The statement also referred to how he “repeatedly humiliated” the woman, telling her to shut up and “do us all a favor and kill yourself”. She says her husband has threatened to kill her. She attended counseling but “it just didn’t seem to be working well”, she says.

Judge Gibbons grants the woman an interim injunction (representation of one side only), which keeps her husband out of the family home, and from seeing or being near her, for eight days. A full hearing, which the man is expected to attend, has been scheduled for a later date.

The judge advises the woman to consider getting legal aid and turn to Women’s Aid for help.

“You’re not on your own. There are people there to help you,” he says before walking out of the courtroom.

Thousands of people walk through the doors of Dublin District Family Court every day, unaware of the proceedings inside. Dolphin House on East Essex Street in Temple Bar deals with domestic violence, guardianship, maintenance payments and other matters.

Inside its doors and up the stairs is a historic reception and waiting room with orange cushioned seats. On the walls are posters displaying contact numbers for emergency shelter and domestic violence services, as well as notices to reduce the risks of CoVID-19.

There are five courtrooms in the four-storey Victorian building, formerly a hotel, as well as consultation rooms.

In December 2014, then Justice Minister Frances Fitzgerald announced the selection of a site for a dedicated family law court complex at Hammond Lane in Smithfield. Speaking at a Law Society conference last December, Justice Minister Helen McEntee said she hoped to see “ground broken” on the site in 2023 “and that it would open by 2026 at the latest.” can go”.

During August, one room at Dolphin House will hear emergency family law cases and another will have ongoing child custody proceedings. Normal business resumes in September after the statutory holidays.

In a separate case, a woman is seeking a protection order against her adult son. The previous one ended, the court heard, and the woman feared for her safety as well as that of her son, who has a developmental disability and was mixing alcohol and drugs.

“With his state of mind, it’s like a perfect storm,” she says, adding that he is “more aggressive and unpredictable every day”.

“I don’t know what to do with it because it’s total chaos.”

The woman says that her mental health has deteriorated and the situation is definitely not improving. It’s getting worse.”

She told the court that there are no services for her son and he has been hospitalized twice under the Mental Health Act.

Judge Gibbons granted the woman an order of protection, which prohibits her son from using or threatening violence. A full hearing, which the woman’s son is expected to attend, has been scheduled for a later date.
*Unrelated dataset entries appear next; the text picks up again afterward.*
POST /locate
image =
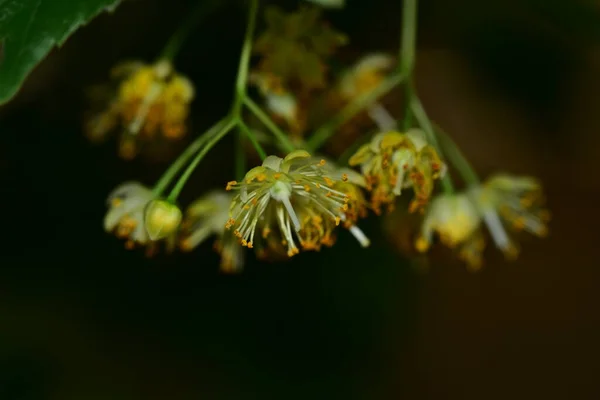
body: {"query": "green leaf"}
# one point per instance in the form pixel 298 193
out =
pixel 29 29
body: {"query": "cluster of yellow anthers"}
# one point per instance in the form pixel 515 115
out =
pixel 136 215
pixel 132 209
pixel 296 196
pixel 150 99
pixel 503 202
pixel 393 161
pixel 295 199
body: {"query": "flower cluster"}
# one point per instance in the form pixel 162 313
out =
pixel 296 201
pixel 393 161
pixel 503 203
pixel 149 100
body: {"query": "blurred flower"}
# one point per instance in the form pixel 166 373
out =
pixel 126 216
pixel 393 161
pixel 277 193
pixel 512 202
pixel 295 46
pixel 150 99
pixel 456 220
pixel 207 217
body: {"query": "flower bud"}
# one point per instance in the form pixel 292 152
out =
pixel 161 219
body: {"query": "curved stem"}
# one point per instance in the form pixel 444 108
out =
pixel 421 116
pixel 244 128
pixel 202 10
pixel 183 159
pixel 227 126
pixel 240 157
pixel 242 76
pixel 408 44
pixel 264 118
pixel 458 159
pixel 409 37
pixel 359 104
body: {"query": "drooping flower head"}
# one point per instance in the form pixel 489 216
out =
pixel 393 161
pixel 150 99
pixel 277 193
pixel 512 202
pixel 207 217
pixel 456 221
pixel 127 217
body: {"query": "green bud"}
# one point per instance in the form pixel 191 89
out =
pixel 161 219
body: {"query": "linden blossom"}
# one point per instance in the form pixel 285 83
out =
pixel 393 161
pixel 274 185
pixel 456 220
pixel 502 202
pixel 149 99
pixel 206 217
pixel 513 201
pixel 297 196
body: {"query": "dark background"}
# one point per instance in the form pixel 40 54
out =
pixel 515 82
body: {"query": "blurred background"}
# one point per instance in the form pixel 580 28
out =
pixel 516 83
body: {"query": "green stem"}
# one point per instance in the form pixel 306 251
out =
pixel 264 118
pixel 183 159
pixel 240 157
pixel 423 120
pixel 409 37
pixel 244 128
pixel 242 76
pixel 408 44
pixel 407 118
pixel 353 108
pixel 202 10
pixel 458 159
pixel 228 125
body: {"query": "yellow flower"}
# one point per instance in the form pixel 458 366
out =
pixel 278 193
pixel 350 183
pixel 366 75
pixel 456 220
pixel 512 202
pixel 393 161
pixel 206 217
pixel 150 99
pixel 126 216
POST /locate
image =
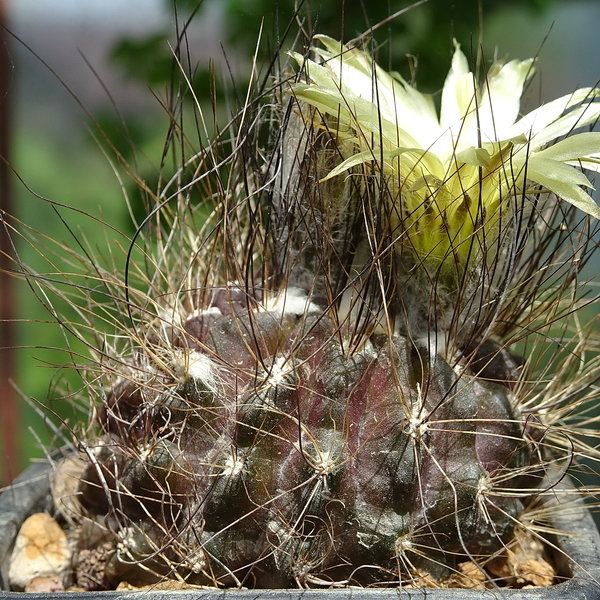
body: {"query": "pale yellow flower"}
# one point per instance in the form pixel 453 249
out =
pixel 454 178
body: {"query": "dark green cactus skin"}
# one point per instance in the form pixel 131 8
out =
pixel 299 461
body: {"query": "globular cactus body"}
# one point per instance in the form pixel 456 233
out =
pixel 324 391
pixel 287 458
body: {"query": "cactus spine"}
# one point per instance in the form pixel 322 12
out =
pixel 341 375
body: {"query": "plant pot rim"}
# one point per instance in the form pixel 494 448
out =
pixel 30 493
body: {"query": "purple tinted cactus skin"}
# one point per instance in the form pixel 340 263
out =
pixel 299 460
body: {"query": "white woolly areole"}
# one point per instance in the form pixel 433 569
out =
pixel 289 301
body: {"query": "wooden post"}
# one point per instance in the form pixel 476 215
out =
pixel 9 464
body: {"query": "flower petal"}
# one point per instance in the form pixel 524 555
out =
pixel 501 99
pixel 573 148
pixel 540 118
pixel 565 184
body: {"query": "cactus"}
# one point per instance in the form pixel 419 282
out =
pixel 364 364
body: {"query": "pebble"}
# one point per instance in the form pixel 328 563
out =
pixel 41 552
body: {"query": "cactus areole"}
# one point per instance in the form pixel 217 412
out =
pixel 328 392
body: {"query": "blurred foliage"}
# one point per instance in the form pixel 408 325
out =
pixel 419 41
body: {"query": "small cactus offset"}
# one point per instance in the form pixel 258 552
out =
pixel 367 363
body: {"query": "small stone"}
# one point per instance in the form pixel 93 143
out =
pixel 41 550
pixel 45 585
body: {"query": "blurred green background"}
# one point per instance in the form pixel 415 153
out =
pixel 111 58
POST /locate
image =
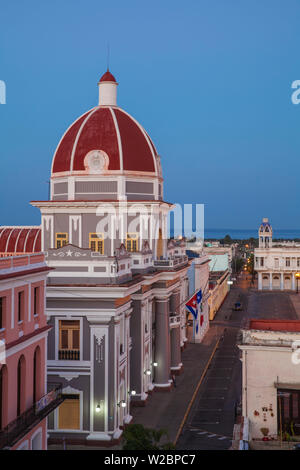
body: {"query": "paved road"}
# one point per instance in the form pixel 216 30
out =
pixel 210 422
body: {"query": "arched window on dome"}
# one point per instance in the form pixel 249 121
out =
pixel 61 239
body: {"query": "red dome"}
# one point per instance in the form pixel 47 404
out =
pixel 111 130
pixel 108 77
pixel 20 239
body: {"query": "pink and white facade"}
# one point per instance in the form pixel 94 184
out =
pixel 23 340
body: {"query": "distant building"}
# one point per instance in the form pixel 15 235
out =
pixel 271 377
pixel 198 275
pixel 24 402
pixel 275 263
pixel 218 290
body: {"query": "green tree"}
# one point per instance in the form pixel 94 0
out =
pixel 237 264
pixel 137 437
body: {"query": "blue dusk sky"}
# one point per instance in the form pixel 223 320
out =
pixel 210 80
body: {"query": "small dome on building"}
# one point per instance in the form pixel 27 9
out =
pixel 107 77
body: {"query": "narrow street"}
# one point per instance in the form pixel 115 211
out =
pixel 210 423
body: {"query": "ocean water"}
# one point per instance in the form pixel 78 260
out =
pixel 244 234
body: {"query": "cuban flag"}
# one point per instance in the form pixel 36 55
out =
pixel 193 306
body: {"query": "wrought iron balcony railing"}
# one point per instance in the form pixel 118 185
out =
pixel 18 428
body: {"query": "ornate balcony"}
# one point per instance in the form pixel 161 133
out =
pixel 18 428
pixel 69 355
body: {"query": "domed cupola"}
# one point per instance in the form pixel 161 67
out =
pixel 265 234
pixel 106 155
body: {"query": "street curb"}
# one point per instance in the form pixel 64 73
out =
pixel 195 393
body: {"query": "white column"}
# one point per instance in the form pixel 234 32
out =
pixel 281 281
pixel 293 281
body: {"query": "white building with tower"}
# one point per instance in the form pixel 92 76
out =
pixel 117 291
pixel 276 263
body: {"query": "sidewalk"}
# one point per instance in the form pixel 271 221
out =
pixel 166 410
pixel 295 299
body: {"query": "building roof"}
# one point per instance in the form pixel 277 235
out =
pixel 15 240
pixel 275 325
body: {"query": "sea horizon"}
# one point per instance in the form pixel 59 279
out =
pixel 215 233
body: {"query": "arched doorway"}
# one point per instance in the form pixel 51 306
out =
pixel 287 282
pixel 21 389
pixel 160 248
pixel 266 282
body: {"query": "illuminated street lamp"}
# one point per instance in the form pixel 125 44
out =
pixel 297 276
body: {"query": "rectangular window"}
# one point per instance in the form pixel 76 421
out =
pixel 61 239
pixel 20 306
pixel 132 242
pixel 69 413
pixel 96 242
pixel 36 301
pixel 69 340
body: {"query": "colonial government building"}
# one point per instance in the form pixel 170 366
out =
pixel 116 296
pixel 277 264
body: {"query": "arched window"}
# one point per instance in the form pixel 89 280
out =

Much of the afternoon is taken up by previous applications, with women and men seeking protection from their partners or spouses, as well as some parents seeking orders against their adult children.

“There are times when you go to bed wondering if he’s going to attack you,” an elderly man told the court, explaining his reasoning for applying for an injunction against his son.

“These are drugs, they’re scary and they’re everywhere,” lamented one woman, as she obtained a protection order against her son.

The final case of the day is an application by a man for an interim injunction against his wife. He is accompanied by a social worker from Tesla and says he is trying to protect his children from his wife, who has a “very serious alcohol problem”.

“It’s very serious but I want to help him with this problem,” he says.

The man says he plans to book another accommodation for his wife or arrange for her to stay with family.

“I don’t want to lose my children. I want them to be with me,” he adds.

The social worker told the court that several referrals had been made to the Child and Family Agency regarding the woman and the effect her drinking was having on the children.

Judge Gibbons ordered a temporary restraining order with a full hearing scheduled for next week. He says the man is in an “impossible situation” and it is “clear” that his wife needs to take steps to deal with her addiction. He also notes the current housing crisis but says there are “ways and means” for a woman to find suitable housing.